On Thursday, capital markets regulator Sebi clarified compliance with the Articles of Association (AoA) rules to first-time issuers of debt securities preparing for initial listing.
This comes after Sebi received representations from first-time issuers for private placements or public offerings of NCDs preparing for initial listing.
Such issuers ask regulators to provide a timeframe for amending the AoA, as shareholder approval and board and shareholder meetings are required for the amendment to be effective.
They also told regulators that the new rules would prevent many issuers from accessing the market due to buoyant lending or fundraising activity near the end of the fiscal year.
Given the difficulties faced by first-time issuers, Sebi has asked stock exchanges to undertake to such issuers that they will ensure that their AoAs are amended within six months from the date of listing of the debt securities.
This commitment is available when approval, in principle, is granted.

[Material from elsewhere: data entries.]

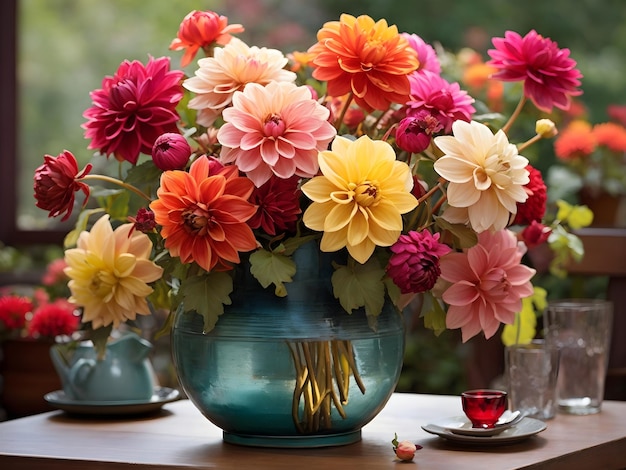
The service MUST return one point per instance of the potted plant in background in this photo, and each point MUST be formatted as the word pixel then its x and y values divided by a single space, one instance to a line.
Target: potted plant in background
pixel 592 168
pixel 280 203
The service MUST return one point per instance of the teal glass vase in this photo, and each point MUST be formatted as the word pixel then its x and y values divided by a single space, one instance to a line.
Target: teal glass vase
pixel 294 371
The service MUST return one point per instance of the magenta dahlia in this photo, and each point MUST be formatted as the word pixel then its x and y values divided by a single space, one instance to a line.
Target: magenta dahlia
pixel 414 263
pixel 549 74
pixel 133 108
pixel 445 102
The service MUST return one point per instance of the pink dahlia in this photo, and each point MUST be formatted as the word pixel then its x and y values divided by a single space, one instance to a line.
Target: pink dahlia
pixel 534 208
pixel 444 102
pixel 278 205
pixel 414 264
pixel 274 129
pixel 549 74
pixel 426 55
pixel 133 108
pixel 488 283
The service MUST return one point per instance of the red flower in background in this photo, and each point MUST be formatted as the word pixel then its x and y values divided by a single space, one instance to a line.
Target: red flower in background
pixel 13 311
pixel 576 141
pixel 414 263
pixel 133 108
pixel 56 182
pixel 534 208
pixel 202 29
pixel 54 319
pixel 549 74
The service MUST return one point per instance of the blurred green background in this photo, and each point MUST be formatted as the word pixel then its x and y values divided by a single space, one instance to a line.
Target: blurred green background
pixel 66 47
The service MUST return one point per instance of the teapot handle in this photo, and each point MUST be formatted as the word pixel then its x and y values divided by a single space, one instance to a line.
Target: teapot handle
pixel 81 370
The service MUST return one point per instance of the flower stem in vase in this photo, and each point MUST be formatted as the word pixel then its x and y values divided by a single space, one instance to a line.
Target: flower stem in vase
pixel 323 370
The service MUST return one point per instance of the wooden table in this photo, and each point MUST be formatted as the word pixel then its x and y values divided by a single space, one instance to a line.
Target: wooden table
pixel 179 437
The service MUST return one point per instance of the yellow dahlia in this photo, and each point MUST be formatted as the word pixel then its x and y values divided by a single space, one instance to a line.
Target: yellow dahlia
pixel 109 272
pixel 486 175
pixel 370 59
pixel 359 199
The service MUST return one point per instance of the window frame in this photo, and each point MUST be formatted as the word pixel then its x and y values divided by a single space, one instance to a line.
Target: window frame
pixel 10 233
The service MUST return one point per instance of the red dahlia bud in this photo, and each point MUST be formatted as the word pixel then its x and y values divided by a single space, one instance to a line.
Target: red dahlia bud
pixel 171 152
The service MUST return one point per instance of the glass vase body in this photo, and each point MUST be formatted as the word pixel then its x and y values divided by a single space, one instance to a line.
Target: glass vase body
pixel 243 377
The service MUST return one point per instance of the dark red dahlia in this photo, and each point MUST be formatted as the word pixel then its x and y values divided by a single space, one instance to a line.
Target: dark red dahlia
pixel 55 183
pixel 133 108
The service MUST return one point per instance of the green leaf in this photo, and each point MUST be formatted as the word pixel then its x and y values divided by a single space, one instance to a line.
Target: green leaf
pixel 207 295
pixel 289 246
pixel 360 285
pixel 100 337
pixel 272 268
pixel 435 316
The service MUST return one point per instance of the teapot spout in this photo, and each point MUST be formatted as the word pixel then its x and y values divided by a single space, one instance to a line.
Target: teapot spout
pixel 60 364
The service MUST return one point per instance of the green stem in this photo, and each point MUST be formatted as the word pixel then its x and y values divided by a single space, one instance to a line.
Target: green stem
pixel 339 121
pixel 529 142
pixel 117 182
pixel 515 115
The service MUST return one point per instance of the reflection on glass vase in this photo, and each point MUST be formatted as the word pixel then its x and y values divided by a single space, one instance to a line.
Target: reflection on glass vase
pixel 296 371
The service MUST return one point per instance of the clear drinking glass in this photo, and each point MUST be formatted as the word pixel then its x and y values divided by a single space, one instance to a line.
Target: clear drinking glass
pixel 581 329
pixel 531 372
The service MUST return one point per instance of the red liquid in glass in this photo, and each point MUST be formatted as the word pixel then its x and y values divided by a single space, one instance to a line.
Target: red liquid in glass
pixel 484 407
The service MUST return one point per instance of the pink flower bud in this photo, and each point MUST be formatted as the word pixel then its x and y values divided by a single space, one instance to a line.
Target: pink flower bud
pixel 405 450
pixel 171 152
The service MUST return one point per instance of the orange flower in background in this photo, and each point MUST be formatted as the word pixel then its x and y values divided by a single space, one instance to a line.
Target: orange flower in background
pixel 203 216
pixel 202 29
pixel 369 59
pixel 576 140
pixel 611 135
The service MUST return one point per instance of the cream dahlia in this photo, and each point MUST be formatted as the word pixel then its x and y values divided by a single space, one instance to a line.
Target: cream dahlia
pixel 277 129
pixel 231 68
pixel 486 176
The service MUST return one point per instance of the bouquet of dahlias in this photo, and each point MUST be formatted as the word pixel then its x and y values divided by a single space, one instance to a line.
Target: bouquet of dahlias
pixel 359 143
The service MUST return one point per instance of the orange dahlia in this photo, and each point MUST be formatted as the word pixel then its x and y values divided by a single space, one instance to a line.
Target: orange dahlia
pixel 611 135
pixel 369 59
pixel 576 141
pixel 203 216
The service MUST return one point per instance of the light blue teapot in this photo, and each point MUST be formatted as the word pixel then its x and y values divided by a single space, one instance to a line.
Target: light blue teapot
pixel 125 373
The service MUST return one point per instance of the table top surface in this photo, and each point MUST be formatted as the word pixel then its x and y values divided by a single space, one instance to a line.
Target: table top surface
pixel 178 436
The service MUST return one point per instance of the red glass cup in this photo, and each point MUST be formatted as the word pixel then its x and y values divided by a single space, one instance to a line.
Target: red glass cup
pixel 484 407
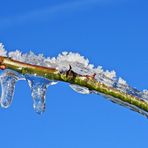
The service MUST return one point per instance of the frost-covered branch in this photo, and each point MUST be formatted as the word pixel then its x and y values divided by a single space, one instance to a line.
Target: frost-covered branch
pixel 40 72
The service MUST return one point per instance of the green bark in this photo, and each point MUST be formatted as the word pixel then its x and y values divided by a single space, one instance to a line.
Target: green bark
pixel 70 76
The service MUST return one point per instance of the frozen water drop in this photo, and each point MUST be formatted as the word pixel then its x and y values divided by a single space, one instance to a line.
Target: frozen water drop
pixel 38 87
pixel 80 89
pixel 8 80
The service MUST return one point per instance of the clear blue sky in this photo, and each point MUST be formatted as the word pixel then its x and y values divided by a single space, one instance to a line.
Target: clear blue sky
pixel 110 33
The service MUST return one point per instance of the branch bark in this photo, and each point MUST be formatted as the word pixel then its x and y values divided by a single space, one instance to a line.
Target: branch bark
pixel 70 76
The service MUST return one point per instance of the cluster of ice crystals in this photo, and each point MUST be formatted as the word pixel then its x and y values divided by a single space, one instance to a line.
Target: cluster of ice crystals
pixel 80 89
pixel 145 94
pixel 3 52
pixel 38 87
pixel 62 62
pixel 8 79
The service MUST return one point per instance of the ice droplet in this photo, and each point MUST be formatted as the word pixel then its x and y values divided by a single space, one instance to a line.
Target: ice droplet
pixel 80 89
pixel 38 87
pixel 8 80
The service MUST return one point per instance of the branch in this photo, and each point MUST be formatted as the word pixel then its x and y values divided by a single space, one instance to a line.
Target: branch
pixel 72 77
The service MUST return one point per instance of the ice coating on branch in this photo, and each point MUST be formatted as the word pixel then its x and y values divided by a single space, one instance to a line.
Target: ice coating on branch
pixel 62 62
pixel 3 52
pixel 38 87
pixel 8 79
pixel 80 89
pixel 79 64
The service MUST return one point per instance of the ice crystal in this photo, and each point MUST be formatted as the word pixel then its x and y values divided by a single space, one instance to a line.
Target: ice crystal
pixel 3 52
pixel 38 87
pixel 8 80
pixel 62 62
pixel 80 89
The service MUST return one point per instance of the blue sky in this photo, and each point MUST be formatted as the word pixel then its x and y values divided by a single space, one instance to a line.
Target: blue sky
pixel 110 33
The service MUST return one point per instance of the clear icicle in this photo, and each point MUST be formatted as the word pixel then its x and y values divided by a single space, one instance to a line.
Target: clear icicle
pixel 80 89
pixel 8 80
pixel 38 87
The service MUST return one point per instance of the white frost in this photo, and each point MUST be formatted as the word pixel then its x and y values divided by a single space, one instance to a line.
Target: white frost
pixel 3 52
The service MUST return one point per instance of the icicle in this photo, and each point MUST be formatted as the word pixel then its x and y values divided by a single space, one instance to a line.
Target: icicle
pixel 38 87
pixel 80 89
pixel 8 80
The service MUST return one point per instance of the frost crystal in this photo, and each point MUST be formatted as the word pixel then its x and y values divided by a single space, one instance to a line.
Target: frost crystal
pixel 3 52
pixel 39 85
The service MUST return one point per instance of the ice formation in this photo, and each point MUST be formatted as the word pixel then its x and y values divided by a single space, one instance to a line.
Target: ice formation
pixel 39 85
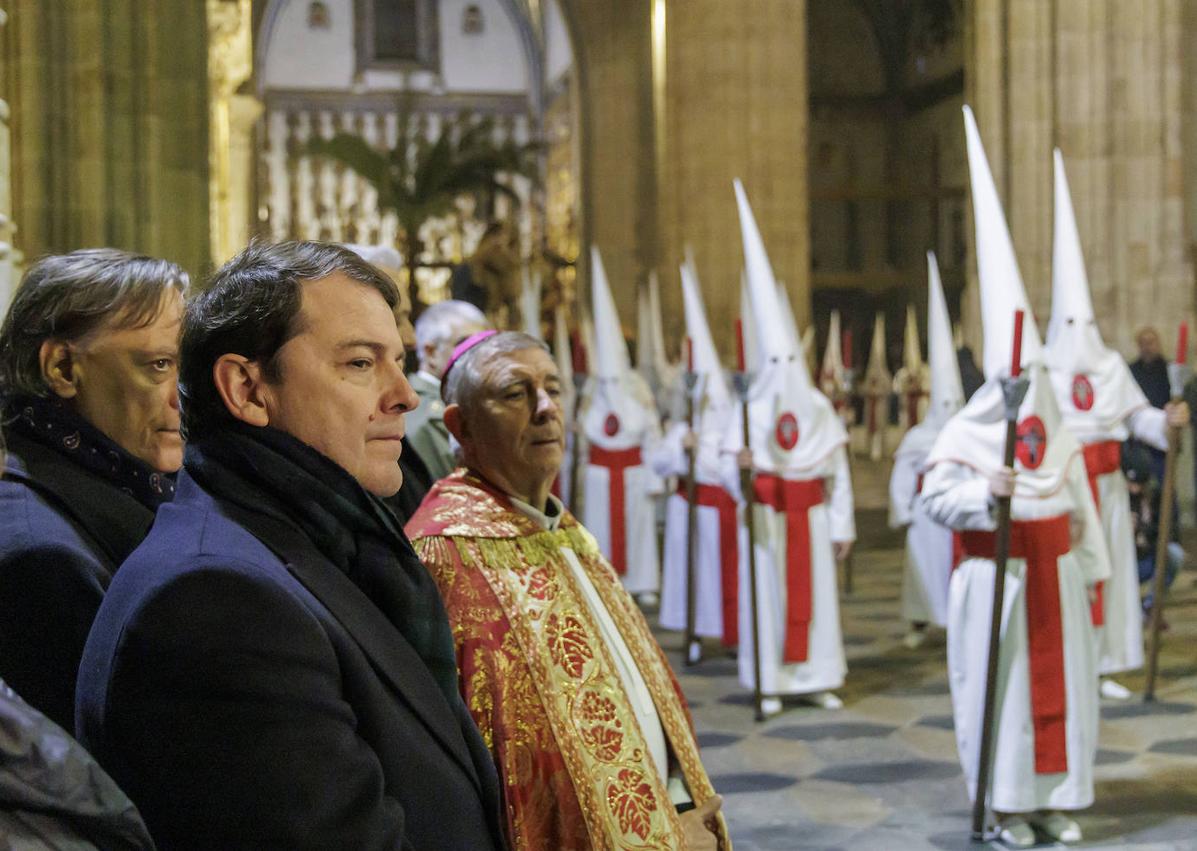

During this period, issuers must comply with and report the compliance of changes to the stock exchange. The stock exchange will regularly monitor and remind such issuers to do what is necessary.
The Securities and Exchange Board of India (Sebi) said in a circular that the new guidelines would take effect immediately.
The Sebi NCS (Issue and Listing of Non-Convertible Securities) regulations require that the Articles of Association (AoA) of an issuer as a company include provisions regarding the requirement for the board of directors to appoint a person nominated by a bond trustee.
The regulation provides a maximum deadline of 30 September 2023 for existing debt-listed issuers to amend their AoAs.